I seize every opportunity I can to make memories with my grand children. I know that anything can send a child in a negative direction. Anything can come along and sap all of the hope, pride, confidence, and self-worth from a person in a New York minute. Every child is different; so, every child’s needs will be different. As cliche’ as it may sound, it takes a village to raise one child, to recognize what each child requires to grow in to full, self-actualized, human beings. Yet, what basically every child will need in life, are memories to turn to, to grab hold to, and hang on to.
My daughter was reared without her father present in her life, and though she always says, even at 35 years of age, “I’m good”. I know the pain it caused, especially because she knew him, and though he wasn’t a part of our lives, he was present in our world. I know that as a young, single mom, I missed a few beats, danced a few side steps, and didn’t get it exactly right. It was late before I gained my mother wit, but it did come, and no one ever told me that grandmother wit would be twice the spice.
My daughter is a really cool person, except on those days I wonder who is possessing my child’s body. She is a good mom, an excellent educator, finishing up her Ph.D., making strides in her life, and growing daily. Yet, I still send her energy of self-love and wholeness everyday, hoping she remembers the good times over the bad.

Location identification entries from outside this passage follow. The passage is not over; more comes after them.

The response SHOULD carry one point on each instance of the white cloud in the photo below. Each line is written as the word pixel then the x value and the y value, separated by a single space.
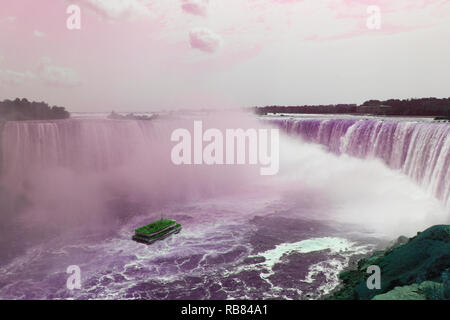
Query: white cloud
pixel 195 7
pixel 115 9
pixel 38 34
pixel 56 75
pixel 9 19
pixel 14 78
pixel 204 40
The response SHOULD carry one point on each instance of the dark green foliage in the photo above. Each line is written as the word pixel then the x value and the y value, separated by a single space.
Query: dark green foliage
pixel 22 109
pixel 393 107
pixel 425 257
pixel 440 292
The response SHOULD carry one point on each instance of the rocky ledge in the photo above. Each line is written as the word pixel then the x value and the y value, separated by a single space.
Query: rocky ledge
pixel 411 269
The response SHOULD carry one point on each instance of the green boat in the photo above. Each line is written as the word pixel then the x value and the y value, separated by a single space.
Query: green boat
pixel 157 230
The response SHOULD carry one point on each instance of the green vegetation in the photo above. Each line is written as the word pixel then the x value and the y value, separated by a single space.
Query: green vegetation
pixel 156 226
pixel 416 268
pixel 22 109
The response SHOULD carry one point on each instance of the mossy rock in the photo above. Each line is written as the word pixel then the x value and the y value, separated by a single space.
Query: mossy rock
pixel 412 292
pixel 424 257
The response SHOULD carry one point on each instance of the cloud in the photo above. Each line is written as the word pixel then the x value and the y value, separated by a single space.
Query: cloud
pixel 14 78
pixel 204 40
pixel 57 76
pixel 9 19
pixel 38 34
pixel 117 9
pixel 195 7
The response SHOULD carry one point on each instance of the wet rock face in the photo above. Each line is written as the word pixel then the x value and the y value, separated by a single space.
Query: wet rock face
pixel 425 257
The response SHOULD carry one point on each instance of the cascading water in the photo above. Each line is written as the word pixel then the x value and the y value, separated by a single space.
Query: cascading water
pixel 420 150
pixel 244 235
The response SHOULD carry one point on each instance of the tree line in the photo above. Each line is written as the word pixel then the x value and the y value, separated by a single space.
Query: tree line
pixel 22 109
pixel 432 107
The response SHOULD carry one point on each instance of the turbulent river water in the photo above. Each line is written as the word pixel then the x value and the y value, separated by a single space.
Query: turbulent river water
pixel 73 191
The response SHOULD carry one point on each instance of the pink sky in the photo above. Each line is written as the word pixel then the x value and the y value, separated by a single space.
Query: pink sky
pixel 143 55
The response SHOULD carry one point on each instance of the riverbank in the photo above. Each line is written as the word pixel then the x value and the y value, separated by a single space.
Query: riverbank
pixel 416 268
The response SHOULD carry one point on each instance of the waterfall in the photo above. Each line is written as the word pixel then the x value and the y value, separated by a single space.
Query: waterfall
pixel 420 150
pixel 63 164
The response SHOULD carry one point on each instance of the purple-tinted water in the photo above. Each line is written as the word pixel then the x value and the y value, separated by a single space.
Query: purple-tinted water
pixel 77 189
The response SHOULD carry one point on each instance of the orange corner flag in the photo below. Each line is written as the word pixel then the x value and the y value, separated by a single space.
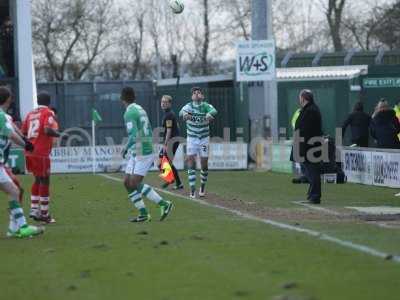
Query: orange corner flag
pixel 166 170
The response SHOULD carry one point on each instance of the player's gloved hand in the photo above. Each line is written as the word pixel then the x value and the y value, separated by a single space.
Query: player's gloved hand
pixel 29 146
pixel 124 153
pixel 209 117
pixel 187 116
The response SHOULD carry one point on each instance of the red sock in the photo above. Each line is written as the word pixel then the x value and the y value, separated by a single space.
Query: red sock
pixel 44 200
pixel 35 196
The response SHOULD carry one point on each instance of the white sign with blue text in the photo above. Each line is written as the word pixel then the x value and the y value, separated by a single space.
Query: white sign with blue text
pixel 255 60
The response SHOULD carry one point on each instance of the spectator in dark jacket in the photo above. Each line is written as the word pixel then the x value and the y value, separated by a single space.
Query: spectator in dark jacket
pixel 308 137
pixel 359 123
pixel 385 126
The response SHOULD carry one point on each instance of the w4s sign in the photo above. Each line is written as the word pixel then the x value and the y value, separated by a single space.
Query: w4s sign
pixel 255 60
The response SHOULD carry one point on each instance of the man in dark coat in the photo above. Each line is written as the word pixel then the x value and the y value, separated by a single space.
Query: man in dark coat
pixel 307 142
pixel 385 126
pixel 359 123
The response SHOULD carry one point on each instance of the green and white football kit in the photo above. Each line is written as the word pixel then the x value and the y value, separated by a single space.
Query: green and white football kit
pixel 197 127
pixel 198 139
pixel 141 159
pixel 140 144
pixel 6 129
pixel 17 226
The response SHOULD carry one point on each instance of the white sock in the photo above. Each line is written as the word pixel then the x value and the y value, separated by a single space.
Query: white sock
pixel 136 199
pixel 13 226
pixel 151 194
pixel 17 213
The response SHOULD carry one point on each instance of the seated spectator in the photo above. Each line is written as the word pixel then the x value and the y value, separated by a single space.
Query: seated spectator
pixel 385 126
pixel 359 123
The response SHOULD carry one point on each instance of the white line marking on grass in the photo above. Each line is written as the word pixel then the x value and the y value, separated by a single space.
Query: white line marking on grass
pixel 313 233
pixel 318 208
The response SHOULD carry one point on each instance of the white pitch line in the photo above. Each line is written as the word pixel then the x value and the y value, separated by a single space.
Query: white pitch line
pixel 318 208
pixel 313 233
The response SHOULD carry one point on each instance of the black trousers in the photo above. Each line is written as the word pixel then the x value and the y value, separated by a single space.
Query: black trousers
pixel 174 170
pixel 313 174
pixel 361 142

My grand children are growing up in two households. While their dad is very present in their lives, it can be stressful and confusing living between two households, with two different standards of living and ways of life, two different belief systems, lots of conflicts and disagreements. They are often expected to be normal, but there is nothing normal about their lives. They go to school, participate in every club and organization possible, take dance lessons, and athletic development classes in the evenings; they participate in church for spiritual communion with like-minded believers, for an expanded sense of belonging, grounding, and cultural affirmation. Yet, their lives are fragile. That’s where I come in. It’s a crazy world out there, and children must be protected from it at all costs, afforded the opportunity to be children. As an educator, I’ve seen too many children stripped of their childhood, tossed into an adult world, yet expected to walk both lines. If only I could take them all shopping for Christmas decorations, just to enjoy an hour and a half of childhood again, just to plant in their minds and hearts fond memories of a moment in time when someone cared, when they mattered to someone. There might come a day, when that moment, that memory will make all the difference in the world. My wish is that all children had great memories to stand on; my hope is that my girls will choose to remember.